This post was originally published at Novelicious.com and is now at WritingTipsOasis.com. WritingTipsOasis.com acquired Novelicious.com in June 2022.
Transitions are the parts of your novel in which you jump from one scene to another. This usually means moving time, place, or POV, and they can be jarring or confusing if not handled well.
Working out how to create effective and concise transitions is essential for maintaining the pace and flow of your book.
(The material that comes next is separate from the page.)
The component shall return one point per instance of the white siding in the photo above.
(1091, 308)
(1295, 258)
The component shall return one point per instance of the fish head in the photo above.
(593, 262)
For example, if a scene ends with a character in their home and the next important event begins in a bar the following evening, you don’t need to write several pointless paragraphs (or scenes!) detailing the intervening action: character goes to bed, character has a funny dream, character gets up, showers, takes phone call from friend in which nothing happens, eats breakfast, has lunch, gets ready, drives to bar…
If you’ve already mentioned that your character is going to the bar the next evening, you could simply open the scene with: ‘Joe’s Bar and Grill was packed and Mark waited twenty minutes to get a lukewarm beer.’
If it hasn’t been ‘flagged’ in this way, you may need a little more detail. For example: “The next evening, Mark wanted a beer so badly that he was willing to walk into Joe’s Bar and Grill at nine o’clock on a Friday.”
The idea is to orientate the reader, so that they know where they are (time, place, character), and to leave out all the boring ‘in-between’ stuff. Don’t be afraid to skip chunks of time in the service of your narrative, and trust your reader to be able to fill in blanks.
Handling transitions definitely gets easier with practice, but it can be helpful to study how others do it. Grab one of your favourite novels and look at the endings and beginnings of chapters and scenes.
When you’re changing POV, it’s important to make it clear straight away (using the character’s name is simplest); you don’t want your reader to feel cheated or confused when they realise they’re inside a new head.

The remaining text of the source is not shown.